Southern heritage groups, on the other hand, believe the renaming threatens historical knowledge, even though the parks in question do not mark battlefields and are not located on sites of historic events. Chris Barker, a local Ku Klux Klan leader goes further. Quoted in the 28 March 2013 New York Times, he claims that “[t]he Memphis City Council is basically trying to eradicate white people out the history books across America.”

Both Confederate and Forrest Parks were dedicated in the early 20th Century. The former was a memorial to the Civil War. In 1904 the bodies of Nathan Bedford Forrest, a Confederate general and the first Grand Wizard of the Ku Klux Klan, and his wife were re-interred in Forrest Park. Jefferson Davis Park was opened in the 1930s and named for the Confederate President who lived and worked in Memphis from 1869 until his death.
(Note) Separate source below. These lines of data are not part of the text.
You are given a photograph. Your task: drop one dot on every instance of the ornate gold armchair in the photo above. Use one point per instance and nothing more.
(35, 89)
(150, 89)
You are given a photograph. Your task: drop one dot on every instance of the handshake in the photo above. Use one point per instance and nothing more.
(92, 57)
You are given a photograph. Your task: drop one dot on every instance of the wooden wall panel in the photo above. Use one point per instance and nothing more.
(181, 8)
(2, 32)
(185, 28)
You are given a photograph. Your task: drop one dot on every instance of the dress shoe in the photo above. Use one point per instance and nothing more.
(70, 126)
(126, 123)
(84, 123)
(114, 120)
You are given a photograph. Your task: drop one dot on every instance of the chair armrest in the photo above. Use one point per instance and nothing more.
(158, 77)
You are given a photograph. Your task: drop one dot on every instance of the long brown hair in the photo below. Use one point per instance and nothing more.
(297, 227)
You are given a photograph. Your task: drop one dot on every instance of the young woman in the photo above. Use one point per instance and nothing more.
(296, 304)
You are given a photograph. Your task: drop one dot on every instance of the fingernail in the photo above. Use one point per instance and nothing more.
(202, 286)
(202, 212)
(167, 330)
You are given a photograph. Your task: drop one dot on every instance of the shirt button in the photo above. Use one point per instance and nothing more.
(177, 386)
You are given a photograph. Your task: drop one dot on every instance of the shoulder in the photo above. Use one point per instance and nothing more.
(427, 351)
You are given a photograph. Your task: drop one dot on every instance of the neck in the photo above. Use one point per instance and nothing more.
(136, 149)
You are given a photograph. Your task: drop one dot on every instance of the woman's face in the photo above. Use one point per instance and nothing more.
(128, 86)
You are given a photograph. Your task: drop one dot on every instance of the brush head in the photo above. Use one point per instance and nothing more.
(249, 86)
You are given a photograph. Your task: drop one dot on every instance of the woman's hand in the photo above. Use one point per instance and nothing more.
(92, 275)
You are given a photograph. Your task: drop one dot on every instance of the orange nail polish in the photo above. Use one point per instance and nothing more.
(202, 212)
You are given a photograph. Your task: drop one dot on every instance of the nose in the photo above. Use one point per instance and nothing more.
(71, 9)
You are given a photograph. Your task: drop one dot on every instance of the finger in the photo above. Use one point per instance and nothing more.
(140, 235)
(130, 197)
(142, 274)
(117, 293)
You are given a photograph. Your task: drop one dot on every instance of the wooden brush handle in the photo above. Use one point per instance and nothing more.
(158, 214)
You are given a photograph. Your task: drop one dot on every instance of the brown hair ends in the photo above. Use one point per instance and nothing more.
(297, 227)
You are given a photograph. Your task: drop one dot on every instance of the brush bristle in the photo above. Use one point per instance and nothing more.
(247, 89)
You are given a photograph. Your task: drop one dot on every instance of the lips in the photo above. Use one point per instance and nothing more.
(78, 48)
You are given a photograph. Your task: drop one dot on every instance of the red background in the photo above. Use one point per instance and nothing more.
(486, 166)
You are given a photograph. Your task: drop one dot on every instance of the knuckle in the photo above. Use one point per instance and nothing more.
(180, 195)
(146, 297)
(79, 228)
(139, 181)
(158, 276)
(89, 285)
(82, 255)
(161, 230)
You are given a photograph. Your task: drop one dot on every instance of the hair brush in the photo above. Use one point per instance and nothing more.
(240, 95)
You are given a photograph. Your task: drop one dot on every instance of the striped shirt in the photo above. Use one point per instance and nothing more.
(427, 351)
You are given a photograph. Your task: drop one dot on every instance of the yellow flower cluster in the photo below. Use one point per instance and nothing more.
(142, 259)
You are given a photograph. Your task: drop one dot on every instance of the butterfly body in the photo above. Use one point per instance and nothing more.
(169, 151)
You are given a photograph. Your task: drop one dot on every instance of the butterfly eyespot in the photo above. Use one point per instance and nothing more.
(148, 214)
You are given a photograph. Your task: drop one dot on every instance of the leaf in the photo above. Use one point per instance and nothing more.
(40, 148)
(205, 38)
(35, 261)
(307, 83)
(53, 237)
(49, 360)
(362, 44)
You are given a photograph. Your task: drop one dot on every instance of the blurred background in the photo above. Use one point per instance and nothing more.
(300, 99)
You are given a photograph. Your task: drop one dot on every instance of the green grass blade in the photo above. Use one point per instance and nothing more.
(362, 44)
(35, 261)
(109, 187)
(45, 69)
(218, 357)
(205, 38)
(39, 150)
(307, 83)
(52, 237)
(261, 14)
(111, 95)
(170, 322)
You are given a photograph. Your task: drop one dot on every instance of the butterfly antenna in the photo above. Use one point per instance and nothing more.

Seeking a compromise, some in Memphis suggest adding history to the city rather than taking it away. For instance, the same New York Times article reported that Doug Cupples, a history professor from Memphis, called for reinstating the original names of the parks and also building more monuments to honor African American leaders. Illustrating just how intractable the issue has become, the newspaper subsequently quoted Baptist minister Keith Norman as equating the restoration of the park names as akin to honoring Nazis in modern Germany.